When the cat came to play with me and I had to explain that I would be dying soon it understood everything straightaway. Everything I could never explain to people was clear straight away. And because words were almost unnecessary, new playful words migrated into my head or suddenly were just there, secreted by some twist in a vein or fold of tissue, puffed up there and then like balloons in the vexing inner chamber of my head. The words were not audible. I simply saw them, like the words of my new name that just wrote themselves out before me one morning. They made me remember things that came from another world.

She was being driven out along the magical bridge of the seven rivers. River after river flowed slowly by under the narrow bench of her carriage while, in front, the driver sat idly flicking a knot of string into the air above the horse that shifted a little forward every few moments. An immense dawn sky stretched in layers of gold and pink interrupted by white wisps of cloud but there were no birds. She wondered why in all the teeming flow of waters there were no birds, and why the silence of the world was so total. “India” she thought to herself, and here she was, being driven towards this secret India devoid of people, this plain of silent rivers and limitless dawn. Each river she crossed was less than a river – it was as if every river had been shredded into thin ribbons of water in an inexhaustible plain. Is this the Ganges or the pampas, she wondered. “Nous voyageons vers l’Orient mais nous sommes en ‘Oriente’”, she said to herself in French, using the old Argentine name for Uruguay, and then, counting each separate stream she was passing, she thought “when the sequence of finite numbers has run out I will wake up at my grandmother’s house in Punta del Este”.

Waiting out the grey wind. Sometimes I wake and I think: it is somewhere. In a small box slipped under the floorboards of the stairs, my blue wish, my breath. What came out of my eyes one night, what hid away.

At a certain time I had to say, No, I will not go any further down the dark road. I will stop just here, under this tree, and write for two days, then I will die. And the two days grew and grew and started to look, almost, like a lifetime.

Along the flat endless road where I walk sheltered from the brisk wind by fragrant burning piles of cow-dung, I stop beside a small one-room house where I catch sight of a tiny mirror dangling from the ceiling. Stepping through the doorway I am suddenly in a corridor of whirling mirrors each turning at different angles at different speeds as if in answer to a multitude of undetectable breezes, a myriad of off-centered climates or micro-whirlwinds that arise only in private deserts. Fearfully I step among them and my face slips into one mirror while my hands, my legs are elsewhere. I am enjoying my fractured loneliness when a woman steps from behind a curtain. She is wearing purple gauze and a conical blue hat that is topped with the sign of the moon. “It is all frightfully simple,” she says. “You just choose.” And her smile slides back and forth between a wide gentleness and a knowing carnivorous intensity.
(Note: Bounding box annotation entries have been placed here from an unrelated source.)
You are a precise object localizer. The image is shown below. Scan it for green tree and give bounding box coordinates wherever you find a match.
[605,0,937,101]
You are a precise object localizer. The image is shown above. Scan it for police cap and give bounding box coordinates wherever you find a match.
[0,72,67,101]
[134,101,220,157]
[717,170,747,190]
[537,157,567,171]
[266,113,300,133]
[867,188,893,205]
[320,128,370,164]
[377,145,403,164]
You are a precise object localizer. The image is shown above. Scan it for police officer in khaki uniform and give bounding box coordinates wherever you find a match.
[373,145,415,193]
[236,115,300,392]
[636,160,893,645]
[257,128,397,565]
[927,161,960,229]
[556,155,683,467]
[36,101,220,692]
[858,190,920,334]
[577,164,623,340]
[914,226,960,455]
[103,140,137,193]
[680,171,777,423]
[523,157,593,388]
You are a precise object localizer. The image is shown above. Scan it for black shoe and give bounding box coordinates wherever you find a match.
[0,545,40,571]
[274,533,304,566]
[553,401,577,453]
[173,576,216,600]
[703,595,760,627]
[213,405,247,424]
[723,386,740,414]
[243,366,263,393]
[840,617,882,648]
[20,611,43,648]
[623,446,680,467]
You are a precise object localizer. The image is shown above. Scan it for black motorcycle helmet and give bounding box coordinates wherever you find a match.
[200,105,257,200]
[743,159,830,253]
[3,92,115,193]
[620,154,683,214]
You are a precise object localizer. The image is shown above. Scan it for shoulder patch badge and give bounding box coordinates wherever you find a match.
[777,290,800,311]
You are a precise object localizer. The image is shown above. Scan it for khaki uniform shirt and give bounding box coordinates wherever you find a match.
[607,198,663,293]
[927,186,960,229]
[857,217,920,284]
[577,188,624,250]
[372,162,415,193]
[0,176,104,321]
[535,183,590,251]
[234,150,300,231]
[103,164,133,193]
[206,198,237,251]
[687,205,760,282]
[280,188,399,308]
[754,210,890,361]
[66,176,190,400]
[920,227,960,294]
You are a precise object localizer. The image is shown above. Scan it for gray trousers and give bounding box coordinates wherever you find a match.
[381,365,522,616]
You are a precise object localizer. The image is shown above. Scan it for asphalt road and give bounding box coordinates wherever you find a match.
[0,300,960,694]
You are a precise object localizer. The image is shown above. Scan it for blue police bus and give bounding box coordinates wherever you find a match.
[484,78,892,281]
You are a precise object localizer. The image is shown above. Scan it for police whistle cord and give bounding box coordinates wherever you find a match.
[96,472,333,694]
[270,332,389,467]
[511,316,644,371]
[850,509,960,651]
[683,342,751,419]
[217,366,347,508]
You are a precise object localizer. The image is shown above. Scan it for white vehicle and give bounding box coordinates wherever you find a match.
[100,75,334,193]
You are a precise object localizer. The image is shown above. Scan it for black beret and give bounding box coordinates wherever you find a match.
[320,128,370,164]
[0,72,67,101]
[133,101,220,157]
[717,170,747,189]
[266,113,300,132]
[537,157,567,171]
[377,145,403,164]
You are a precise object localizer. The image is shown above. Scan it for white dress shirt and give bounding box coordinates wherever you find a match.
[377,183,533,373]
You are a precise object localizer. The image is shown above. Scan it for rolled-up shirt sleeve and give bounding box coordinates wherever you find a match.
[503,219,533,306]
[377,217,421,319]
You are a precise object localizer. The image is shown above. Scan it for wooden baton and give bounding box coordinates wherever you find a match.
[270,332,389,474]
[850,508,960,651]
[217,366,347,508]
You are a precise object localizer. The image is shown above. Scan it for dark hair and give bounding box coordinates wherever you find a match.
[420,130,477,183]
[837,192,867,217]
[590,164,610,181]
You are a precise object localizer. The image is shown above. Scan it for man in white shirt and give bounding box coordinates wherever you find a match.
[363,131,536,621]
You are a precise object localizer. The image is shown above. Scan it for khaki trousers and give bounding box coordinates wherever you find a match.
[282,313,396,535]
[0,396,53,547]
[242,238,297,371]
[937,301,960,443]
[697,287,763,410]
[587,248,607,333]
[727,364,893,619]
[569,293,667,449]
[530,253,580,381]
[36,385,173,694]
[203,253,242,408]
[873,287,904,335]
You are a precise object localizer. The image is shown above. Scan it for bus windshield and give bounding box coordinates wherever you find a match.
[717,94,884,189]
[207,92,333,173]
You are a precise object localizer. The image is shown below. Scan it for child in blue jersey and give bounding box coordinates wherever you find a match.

Between the small circling diamonds of glass I freeze and I wonder, Am I she?

Who is it who comes to me, who is almost known, almost visible, almost might leave a glance inside me, a thumb print on a wall, a name, even just a single word, now in extremis as a curtain falls back into place when the breeze stops, something or someone whose gliding past brushes me, glare of the one day so awful, yet needing to be stayed with, this absolute face I yearn for, the longest arc of days, washing of the sea through the window of death, wave on grey wave tilting towards the end of vision, almost slightly, who?

Yesterday all day rats circling round me – first in the rat eyes of the old woman nibbling at the fingers and toes of the children caught in the sugar house, then in the two small sandals worn by the woman eaten by rats. When all that is left is terror and hunger. When we are both the rat with its numbed eyes and the victim unable to escape, a wilted starved body nailed to a bed of collapse. In the distance the rising falling notes of the legendary piper who would lead away our nightmare. A music in the world’s far corner that holds the key to our unsuspected otherness. The part of us already elsewhere.